Abstract

This book treats in a unified way electronic properties of molecules (magnetic, electrical, photophysical), culminating with the mastering of electrons: molecular electronics. Chapter 1 reviews basic concepts. Chapter 2 describes the magnetic properties due to localized electrons. This includes phenomena such as spin crossover, exchange interaction from dihydrogen to extended molecular magnetic systems, and magnetic anisotropy with single-molecule magnets. Chapter 3 is devoted to electrical properties due to moving electrons, first considering electron transfer in discrete molecular systems — in particular, in mixed valence compounds — and then, extended molecular solids described by band theory.
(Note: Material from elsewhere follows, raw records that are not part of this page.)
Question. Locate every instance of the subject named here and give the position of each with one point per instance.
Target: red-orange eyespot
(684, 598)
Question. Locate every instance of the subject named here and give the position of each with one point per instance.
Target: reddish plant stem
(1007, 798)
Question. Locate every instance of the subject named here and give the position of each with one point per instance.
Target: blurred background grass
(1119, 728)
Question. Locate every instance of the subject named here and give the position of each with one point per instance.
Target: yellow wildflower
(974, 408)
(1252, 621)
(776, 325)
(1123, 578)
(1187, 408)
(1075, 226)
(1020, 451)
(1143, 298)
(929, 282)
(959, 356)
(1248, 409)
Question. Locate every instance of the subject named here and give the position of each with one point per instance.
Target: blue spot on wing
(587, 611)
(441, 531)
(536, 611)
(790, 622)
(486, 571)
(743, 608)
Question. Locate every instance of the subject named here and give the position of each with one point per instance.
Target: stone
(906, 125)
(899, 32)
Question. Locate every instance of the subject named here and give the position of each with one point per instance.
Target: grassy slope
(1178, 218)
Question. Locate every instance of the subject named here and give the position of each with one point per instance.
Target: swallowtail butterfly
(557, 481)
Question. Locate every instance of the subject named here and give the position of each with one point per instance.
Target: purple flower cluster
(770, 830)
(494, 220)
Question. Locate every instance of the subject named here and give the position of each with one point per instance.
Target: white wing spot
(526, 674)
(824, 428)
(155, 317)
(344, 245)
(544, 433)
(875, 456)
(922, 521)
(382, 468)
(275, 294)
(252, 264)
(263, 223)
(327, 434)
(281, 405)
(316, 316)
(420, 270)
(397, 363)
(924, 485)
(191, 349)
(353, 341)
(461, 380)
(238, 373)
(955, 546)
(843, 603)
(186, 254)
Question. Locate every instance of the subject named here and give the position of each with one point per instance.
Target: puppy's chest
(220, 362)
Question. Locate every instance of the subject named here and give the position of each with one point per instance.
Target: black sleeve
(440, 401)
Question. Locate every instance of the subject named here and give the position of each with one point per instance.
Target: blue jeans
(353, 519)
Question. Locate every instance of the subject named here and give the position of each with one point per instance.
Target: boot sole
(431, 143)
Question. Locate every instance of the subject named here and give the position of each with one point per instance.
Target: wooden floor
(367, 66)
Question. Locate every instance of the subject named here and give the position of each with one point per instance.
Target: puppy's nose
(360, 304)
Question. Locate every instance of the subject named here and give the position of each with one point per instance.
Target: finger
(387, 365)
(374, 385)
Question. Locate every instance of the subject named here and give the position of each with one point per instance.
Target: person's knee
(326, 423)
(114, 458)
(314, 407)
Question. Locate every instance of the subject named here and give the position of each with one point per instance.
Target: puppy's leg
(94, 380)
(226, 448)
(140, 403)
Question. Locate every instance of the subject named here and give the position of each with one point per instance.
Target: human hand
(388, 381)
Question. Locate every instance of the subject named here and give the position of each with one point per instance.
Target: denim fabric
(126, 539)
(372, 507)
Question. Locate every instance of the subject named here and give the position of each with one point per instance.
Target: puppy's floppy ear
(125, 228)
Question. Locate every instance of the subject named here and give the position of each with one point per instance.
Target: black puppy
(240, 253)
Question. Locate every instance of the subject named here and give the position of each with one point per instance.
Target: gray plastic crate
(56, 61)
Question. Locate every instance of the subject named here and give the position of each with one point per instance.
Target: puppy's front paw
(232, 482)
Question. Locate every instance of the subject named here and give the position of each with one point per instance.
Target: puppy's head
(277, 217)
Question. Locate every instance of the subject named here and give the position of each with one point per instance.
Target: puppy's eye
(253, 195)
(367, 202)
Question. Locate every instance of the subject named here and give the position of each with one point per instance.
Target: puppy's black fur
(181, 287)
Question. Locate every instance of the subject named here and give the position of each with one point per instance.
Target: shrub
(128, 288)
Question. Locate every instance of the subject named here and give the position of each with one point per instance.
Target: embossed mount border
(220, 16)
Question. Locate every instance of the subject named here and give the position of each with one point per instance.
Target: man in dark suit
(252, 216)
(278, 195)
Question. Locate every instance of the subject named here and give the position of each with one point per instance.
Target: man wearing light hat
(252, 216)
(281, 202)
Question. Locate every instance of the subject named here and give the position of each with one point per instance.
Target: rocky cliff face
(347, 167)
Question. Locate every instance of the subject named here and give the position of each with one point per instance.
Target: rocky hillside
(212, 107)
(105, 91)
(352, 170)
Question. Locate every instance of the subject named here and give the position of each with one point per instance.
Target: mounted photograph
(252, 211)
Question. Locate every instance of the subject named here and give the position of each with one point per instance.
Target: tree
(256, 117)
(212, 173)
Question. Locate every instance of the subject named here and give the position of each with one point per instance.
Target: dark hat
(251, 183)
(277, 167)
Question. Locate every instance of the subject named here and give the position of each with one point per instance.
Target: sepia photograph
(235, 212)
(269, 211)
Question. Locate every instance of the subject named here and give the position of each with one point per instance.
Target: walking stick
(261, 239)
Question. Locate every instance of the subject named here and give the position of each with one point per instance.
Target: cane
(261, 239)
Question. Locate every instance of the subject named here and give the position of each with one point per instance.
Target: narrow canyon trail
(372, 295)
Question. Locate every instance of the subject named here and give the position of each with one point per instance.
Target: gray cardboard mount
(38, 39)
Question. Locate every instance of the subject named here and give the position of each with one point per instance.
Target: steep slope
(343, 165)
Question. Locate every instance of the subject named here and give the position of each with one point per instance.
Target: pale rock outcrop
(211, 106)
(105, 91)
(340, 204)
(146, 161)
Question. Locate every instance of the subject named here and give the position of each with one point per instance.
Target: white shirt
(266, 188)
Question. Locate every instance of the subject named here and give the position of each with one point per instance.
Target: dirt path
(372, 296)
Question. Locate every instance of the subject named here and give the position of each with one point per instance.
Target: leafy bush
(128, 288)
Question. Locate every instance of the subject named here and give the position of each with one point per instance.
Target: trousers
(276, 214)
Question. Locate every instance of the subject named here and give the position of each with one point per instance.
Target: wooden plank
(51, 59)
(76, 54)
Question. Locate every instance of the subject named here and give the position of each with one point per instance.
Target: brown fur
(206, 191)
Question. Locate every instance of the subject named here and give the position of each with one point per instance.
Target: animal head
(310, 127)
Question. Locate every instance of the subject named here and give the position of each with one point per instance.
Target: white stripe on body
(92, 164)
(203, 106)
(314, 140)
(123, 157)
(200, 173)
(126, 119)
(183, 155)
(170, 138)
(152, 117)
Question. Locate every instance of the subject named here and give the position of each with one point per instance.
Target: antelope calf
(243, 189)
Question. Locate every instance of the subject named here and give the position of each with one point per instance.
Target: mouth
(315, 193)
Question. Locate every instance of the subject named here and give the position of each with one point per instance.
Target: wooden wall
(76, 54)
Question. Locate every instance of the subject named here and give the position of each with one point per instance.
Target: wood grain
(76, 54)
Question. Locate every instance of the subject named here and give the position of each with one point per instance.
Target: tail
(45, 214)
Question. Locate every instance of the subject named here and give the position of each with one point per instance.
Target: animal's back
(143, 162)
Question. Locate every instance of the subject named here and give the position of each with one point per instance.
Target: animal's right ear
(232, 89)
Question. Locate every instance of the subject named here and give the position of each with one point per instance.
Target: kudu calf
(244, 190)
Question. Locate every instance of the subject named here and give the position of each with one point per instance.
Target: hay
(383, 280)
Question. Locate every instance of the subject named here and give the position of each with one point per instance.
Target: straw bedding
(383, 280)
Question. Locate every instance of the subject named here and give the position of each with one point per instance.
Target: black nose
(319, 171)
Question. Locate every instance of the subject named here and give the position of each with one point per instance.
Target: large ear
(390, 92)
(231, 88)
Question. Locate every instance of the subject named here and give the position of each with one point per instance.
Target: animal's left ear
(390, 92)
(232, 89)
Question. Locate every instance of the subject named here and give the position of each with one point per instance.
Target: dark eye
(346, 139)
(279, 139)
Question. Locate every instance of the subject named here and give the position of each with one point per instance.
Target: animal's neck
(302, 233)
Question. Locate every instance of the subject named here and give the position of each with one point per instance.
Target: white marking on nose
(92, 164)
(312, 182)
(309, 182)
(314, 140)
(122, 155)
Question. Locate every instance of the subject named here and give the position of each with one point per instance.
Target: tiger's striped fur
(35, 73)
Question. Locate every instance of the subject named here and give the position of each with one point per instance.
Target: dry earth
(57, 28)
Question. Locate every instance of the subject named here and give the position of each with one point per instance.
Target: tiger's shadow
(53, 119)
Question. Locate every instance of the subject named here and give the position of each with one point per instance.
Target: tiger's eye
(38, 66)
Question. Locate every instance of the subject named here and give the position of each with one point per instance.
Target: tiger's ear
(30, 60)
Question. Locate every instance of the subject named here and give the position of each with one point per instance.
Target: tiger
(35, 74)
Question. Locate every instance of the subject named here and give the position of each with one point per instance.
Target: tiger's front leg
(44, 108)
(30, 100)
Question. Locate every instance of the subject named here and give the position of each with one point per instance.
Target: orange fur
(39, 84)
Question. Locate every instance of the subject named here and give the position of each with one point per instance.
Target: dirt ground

Special attention is paid to structural distortions (Peierls instability) and interelectronic repulsions in narrow-band systems. Chapter 4 examines the properties of excited electrons responsible for photophysical properties, and dicusses electron transfer in the excited state and its application to photodiodes, organic light-emitting diodes, photovoltaic devices, and water photolysis. Energy transfer is treated in a similar way. Photomagnetism (how a photonic excitation modifies magnetic properties) is also introduced. In Chapter 5, most of the previous knowledge is combined in molecular electronics. The concept of hybrid molecular electronics (molecules connected to metal electrodes) is developed, fed by examples such as molecular wires, diodes, memory elements, field-effect transistors, and the use of magnetic properties for molecular spintronics. The extension to quantum computing is discussed.